オリエンあるある③ Eカードでフィニッシュユニットが2つあるとき、自分の狙ったほうのユニットは絶対はめたい方向と逆を向いてる

 最後に気づきの決め手となったのは、BOCという関西の大学の部長が主催する練習会への遠征です。「霊山」というテレインで、レース中に旧図O、トレイルO、ミドルを全部やる色物...じゃなかったエンターテインメントレースでした。普段の自分なら絶対行かない大会でしたが、後輩に誘われていってしまいました。ただこの後輩との遠征が本当に良かった。
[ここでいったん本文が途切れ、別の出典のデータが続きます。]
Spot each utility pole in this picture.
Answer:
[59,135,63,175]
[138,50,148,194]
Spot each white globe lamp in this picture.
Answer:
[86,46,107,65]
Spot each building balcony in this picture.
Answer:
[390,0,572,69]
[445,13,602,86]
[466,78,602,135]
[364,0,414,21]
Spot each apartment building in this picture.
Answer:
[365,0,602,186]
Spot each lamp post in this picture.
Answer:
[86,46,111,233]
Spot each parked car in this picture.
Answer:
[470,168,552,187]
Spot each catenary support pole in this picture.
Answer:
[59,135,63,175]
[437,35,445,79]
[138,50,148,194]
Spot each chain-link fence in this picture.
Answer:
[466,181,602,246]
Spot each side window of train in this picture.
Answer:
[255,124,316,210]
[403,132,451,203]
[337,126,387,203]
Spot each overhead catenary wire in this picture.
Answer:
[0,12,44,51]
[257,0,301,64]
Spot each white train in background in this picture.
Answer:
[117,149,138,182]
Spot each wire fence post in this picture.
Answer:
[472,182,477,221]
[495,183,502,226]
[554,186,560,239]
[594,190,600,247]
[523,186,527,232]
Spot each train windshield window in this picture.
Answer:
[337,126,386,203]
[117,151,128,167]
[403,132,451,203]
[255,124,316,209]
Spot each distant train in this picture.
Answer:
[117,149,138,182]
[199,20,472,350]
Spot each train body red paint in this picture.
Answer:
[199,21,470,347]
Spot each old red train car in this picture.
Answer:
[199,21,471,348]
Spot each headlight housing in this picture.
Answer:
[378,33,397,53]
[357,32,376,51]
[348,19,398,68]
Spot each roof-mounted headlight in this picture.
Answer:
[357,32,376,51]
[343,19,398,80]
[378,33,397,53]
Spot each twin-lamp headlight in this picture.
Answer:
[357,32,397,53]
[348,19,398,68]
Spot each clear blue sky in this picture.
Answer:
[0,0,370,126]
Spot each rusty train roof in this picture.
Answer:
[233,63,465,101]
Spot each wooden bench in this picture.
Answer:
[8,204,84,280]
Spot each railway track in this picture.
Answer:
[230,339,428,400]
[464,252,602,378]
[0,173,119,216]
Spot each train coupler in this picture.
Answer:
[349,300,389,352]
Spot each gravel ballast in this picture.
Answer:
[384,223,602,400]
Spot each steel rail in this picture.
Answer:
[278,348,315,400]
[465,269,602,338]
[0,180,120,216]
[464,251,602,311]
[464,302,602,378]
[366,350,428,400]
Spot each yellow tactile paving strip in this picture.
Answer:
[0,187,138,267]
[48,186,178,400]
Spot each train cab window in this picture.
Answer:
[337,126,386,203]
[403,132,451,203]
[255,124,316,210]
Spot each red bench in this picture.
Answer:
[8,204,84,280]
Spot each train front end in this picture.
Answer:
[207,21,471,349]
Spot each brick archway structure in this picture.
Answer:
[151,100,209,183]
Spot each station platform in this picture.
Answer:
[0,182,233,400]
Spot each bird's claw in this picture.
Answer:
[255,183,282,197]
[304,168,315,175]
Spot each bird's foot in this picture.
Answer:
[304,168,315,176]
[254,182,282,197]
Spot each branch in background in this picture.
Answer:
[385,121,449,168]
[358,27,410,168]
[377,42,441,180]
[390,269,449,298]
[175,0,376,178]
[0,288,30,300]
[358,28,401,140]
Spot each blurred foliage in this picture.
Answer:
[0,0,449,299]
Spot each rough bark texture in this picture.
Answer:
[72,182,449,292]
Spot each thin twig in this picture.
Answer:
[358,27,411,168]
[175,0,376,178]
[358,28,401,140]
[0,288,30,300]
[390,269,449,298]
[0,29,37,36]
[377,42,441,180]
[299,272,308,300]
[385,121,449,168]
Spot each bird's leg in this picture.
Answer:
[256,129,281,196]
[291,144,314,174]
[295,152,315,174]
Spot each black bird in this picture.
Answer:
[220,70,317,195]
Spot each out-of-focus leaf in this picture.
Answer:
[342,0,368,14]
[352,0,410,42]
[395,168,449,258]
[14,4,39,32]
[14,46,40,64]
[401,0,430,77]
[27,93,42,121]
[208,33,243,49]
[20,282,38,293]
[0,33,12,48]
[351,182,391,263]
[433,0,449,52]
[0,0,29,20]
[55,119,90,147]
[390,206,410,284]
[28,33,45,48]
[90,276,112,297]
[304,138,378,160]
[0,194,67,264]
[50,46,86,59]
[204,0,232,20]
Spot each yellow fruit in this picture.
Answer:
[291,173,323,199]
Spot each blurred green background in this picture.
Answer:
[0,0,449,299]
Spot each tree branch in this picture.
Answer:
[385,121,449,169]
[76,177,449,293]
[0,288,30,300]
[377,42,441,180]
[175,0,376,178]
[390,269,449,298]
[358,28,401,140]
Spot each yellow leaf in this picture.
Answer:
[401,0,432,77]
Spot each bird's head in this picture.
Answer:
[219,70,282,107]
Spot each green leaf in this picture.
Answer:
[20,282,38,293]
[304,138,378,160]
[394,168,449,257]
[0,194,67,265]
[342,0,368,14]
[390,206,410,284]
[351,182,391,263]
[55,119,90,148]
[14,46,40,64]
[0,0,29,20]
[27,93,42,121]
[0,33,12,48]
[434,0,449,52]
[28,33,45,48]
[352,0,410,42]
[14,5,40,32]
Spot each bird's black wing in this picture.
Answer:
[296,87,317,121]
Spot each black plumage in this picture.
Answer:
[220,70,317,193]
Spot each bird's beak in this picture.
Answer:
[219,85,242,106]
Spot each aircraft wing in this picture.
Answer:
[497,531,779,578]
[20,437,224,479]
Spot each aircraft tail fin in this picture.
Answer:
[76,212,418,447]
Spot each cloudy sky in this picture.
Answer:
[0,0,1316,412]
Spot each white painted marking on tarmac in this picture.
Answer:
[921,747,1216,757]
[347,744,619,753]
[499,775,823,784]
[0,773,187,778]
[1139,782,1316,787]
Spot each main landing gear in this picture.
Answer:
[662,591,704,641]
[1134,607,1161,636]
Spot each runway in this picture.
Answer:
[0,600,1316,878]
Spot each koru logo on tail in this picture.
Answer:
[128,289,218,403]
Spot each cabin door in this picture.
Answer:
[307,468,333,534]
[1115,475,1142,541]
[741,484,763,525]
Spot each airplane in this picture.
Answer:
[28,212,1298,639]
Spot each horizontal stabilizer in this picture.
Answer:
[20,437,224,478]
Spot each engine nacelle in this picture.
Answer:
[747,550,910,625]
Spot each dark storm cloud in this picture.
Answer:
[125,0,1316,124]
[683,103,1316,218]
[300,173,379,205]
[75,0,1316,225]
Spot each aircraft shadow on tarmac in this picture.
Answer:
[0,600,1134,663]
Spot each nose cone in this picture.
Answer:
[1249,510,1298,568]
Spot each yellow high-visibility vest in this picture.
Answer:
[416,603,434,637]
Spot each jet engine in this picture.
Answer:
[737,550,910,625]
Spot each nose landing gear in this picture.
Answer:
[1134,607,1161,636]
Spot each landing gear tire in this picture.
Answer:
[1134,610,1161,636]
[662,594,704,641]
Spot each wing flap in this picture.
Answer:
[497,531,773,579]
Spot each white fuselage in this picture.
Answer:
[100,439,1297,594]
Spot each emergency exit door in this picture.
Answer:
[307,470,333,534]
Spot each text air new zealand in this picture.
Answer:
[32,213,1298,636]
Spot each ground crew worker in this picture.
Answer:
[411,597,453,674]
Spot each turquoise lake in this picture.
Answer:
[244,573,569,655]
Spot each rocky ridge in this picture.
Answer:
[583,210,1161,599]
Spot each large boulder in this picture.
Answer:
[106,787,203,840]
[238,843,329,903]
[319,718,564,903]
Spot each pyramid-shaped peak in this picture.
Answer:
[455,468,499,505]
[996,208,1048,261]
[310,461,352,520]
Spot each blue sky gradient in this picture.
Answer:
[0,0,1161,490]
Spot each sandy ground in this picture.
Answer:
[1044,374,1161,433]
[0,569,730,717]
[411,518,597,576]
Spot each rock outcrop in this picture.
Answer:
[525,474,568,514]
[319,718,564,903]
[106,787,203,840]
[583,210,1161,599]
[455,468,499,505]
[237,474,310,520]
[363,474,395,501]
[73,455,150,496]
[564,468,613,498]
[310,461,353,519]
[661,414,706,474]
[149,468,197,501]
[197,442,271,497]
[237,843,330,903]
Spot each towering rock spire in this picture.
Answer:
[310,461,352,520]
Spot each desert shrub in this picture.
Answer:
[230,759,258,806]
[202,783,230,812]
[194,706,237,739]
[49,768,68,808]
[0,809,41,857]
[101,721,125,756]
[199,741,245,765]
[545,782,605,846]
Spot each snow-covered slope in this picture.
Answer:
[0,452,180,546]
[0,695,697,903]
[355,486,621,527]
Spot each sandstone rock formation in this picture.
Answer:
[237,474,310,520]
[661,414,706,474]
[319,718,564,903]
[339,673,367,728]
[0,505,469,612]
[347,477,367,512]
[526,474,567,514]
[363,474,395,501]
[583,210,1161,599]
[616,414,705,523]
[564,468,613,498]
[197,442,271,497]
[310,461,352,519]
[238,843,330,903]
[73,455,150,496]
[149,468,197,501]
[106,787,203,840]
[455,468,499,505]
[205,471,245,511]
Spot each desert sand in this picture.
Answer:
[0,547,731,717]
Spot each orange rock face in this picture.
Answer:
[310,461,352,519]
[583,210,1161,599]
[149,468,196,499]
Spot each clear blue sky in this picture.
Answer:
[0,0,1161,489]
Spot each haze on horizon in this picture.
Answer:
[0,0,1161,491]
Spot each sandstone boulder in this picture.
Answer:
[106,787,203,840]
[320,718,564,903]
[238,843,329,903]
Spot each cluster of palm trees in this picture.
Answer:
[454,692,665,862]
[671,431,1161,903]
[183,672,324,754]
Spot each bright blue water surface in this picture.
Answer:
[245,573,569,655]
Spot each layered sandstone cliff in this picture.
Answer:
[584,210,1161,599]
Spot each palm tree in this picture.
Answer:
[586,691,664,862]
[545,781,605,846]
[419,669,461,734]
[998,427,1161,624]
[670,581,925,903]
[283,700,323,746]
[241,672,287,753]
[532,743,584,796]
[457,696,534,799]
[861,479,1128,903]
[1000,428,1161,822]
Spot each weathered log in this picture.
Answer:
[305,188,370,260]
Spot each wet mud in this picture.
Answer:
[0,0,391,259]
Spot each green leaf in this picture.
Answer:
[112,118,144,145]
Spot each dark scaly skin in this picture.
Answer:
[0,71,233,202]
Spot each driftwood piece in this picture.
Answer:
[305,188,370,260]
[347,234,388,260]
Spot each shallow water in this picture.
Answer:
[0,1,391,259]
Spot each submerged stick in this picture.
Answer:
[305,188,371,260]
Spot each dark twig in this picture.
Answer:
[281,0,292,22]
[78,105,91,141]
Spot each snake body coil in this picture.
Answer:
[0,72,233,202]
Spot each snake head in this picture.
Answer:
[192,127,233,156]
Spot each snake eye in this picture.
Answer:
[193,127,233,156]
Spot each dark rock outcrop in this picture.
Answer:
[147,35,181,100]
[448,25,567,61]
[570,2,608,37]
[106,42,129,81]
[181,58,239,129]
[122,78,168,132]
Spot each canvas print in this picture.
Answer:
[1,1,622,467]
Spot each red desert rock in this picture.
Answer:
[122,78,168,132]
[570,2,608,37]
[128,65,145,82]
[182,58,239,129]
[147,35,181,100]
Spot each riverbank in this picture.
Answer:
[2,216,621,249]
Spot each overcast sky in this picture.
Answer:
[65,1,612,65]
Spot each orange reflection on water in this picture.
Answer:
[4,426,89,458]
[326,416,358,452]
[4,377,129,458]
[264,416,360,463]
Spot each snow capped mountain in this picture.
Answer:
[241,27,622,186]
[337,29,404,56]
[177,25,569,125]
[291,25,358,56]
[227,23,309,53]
というのも同行者が全員なかなかのオリエンバカ揃いだったのです。

 車の中でバカみたいなオリエントークをして、名物料理をワイワイ食って、スーパー銭湯で仮眠取りつつボドゲして、レースは何だこれ!って言いながら一生懸命走って、またまじめな話もバカ話もしながら東京へ帰る。

 こんな何でもないような遠征が本当に自分の心をほぐしてくれたような気がします。これ以降、こういう遠征ばっかり行くようになってしまいました。またこの時のメンバーで遠征に行きたい...。

 実は、自分が本当にオリエンテーリングを楽しむ大会の参加の仕方は、オリエンが大好きな人とたくさん話をしながら行く遠征で、結果をあまり気にしないつつも、一方でレースは一生懸命頑張るようにするというものだということに気づき始めました。ここまでに3年かかった...。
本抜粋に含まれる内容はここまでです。